“And whatsoever ye do, do it heartily, as to the Lord, and not unto men.”
Miss Lomy was helping Mrs. Sherman with her fall sewing. There were three sisters who lived in the square two-story house on the hill. The house full of old-fashioned furniture was all their father left them, so Miss Lomy “went out” sewing, Miss Nancy “took in” work, and Dolly, the youngest, a staid, sober woman of fifty-five, attended to the housekeeping.
Miss Lomy had lost all her teeth, which puckered her mouth into the funniest little O; there were wrinkles all around her eyes,—in fact her face was so covered with wrinkles that when she laughed, as she did every five minutes, it made you think of the ripples chasing each other over a lake after a handful of pebbles has been thrown in, and her two merry blue eyes lighted them up for all the world like the sunshine. Everybody was glad when Miss Lomy came, and nobody could decide which flew the faster, her tongue or her needle.
“You know you promised to make my dollie a severless jacket to-day,” said Maybee, one morning.

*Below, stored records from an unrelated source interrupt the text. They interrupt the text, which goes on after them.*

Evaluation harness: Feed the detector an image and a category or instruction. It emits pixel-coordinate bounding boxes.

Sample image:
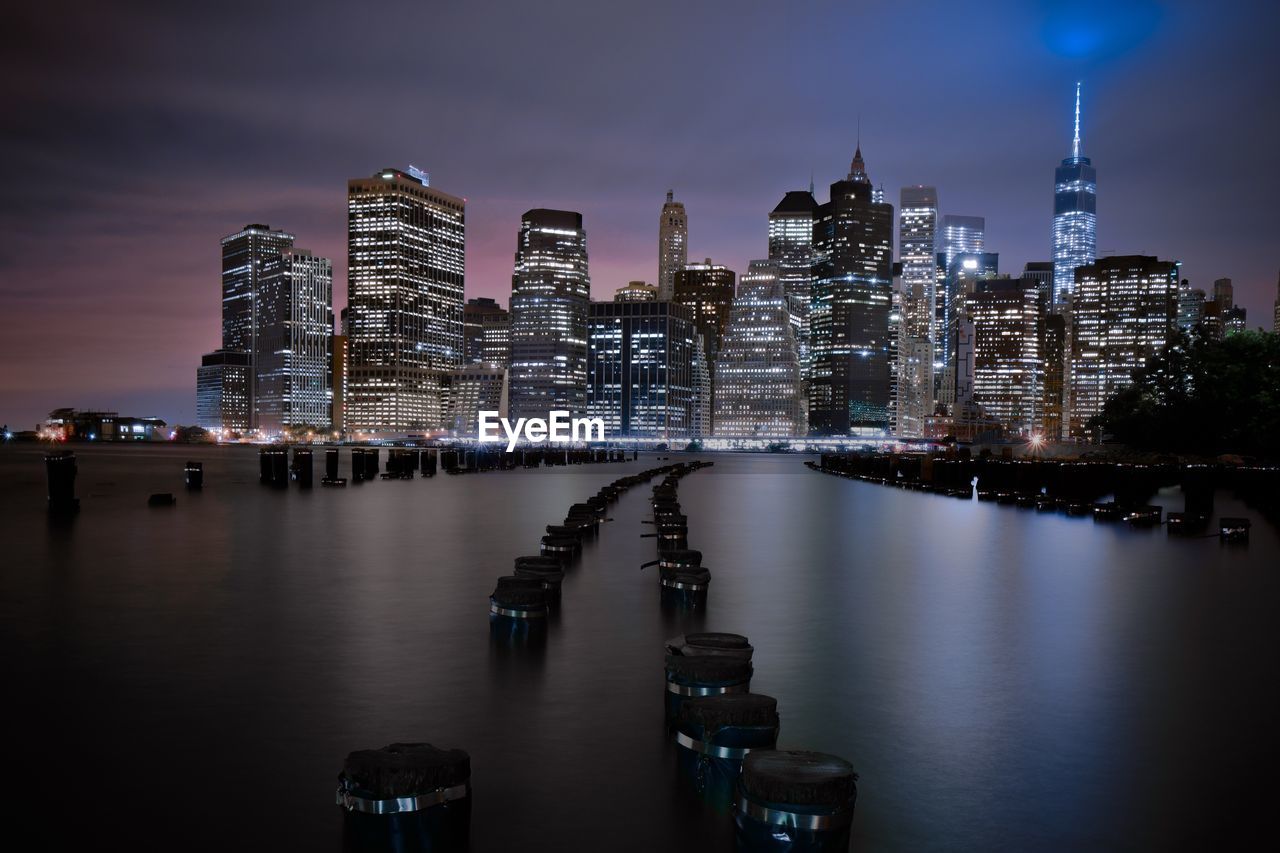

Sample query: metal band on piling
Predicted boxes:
[337,783,470,815]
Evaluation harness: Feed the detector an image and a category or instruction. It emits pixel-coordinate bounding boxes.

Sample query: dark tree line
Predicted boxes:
[1091,326,1280,457]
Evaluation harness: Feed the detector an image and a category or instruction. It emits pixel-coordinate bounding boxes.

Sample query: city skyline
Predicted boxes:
[0,4,1280,428]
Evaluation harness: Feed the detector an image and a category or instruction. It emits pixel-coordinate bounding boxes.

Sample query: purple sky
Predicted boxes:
[0,0,1280,428]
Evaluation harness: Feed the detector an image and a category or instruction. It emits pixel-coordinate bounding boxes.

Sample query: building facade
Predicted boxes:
[1053,83,1098,306]
[347,168,466,437]
[712,261,808,438]
[658,190,689,301]
[1069,255,1179,437]
[809,147,893,435]
[586,301,696,441]
[508,209,591,419]
[253,248,333,435]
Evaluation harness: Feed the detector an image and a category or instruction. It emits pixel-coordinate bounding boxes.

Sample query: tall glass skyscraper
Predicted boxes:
[347,167,466,434]
[658,190,689,301]
[508,207,591,420]
[1053,83,1098,309]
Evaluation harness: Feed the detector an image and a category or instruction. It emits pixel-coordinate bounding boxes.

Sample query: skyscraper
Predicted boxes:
[713,261,805,438]
[221,224,293,429]
[586,300,696,441]
[508,207,591,419]
[769,187,818,377]
[347,167,466,434]
[253,248,333,434]
[896,186,938,437]
[809,146,893,435]
[658,190,689,301]
[462,296,511,369]
[1069,255,1178,435]
[1053,83,1098,306]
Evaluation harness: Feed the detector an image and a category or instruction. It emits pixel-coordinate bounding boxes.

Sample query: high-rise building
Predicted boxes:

“Yes, dear, if I get through with this mending before your ma has that other suit cut and basted,” returned Miss Shelomith, cheerily.
Maybee watched her needle creep in and out of the frayed edges of a fearfully long gash.
“I tore that getting through the hedge. It’s my every-day dress though: what makes you take such teenty-tonty stitches?”
“So it’ll look nice, to be sure.”
“Nobody’ll ever see it, because most always I wear an apron.”
“I reckon the Lord’ll know about it,” said Miss Lomy, with so much reverence in her tone you knew there was no levity in her meaning. Involuntarily, Maybee’s eyes went up to the ceiling, and then her wee bit of a nose followed, disbelievingly.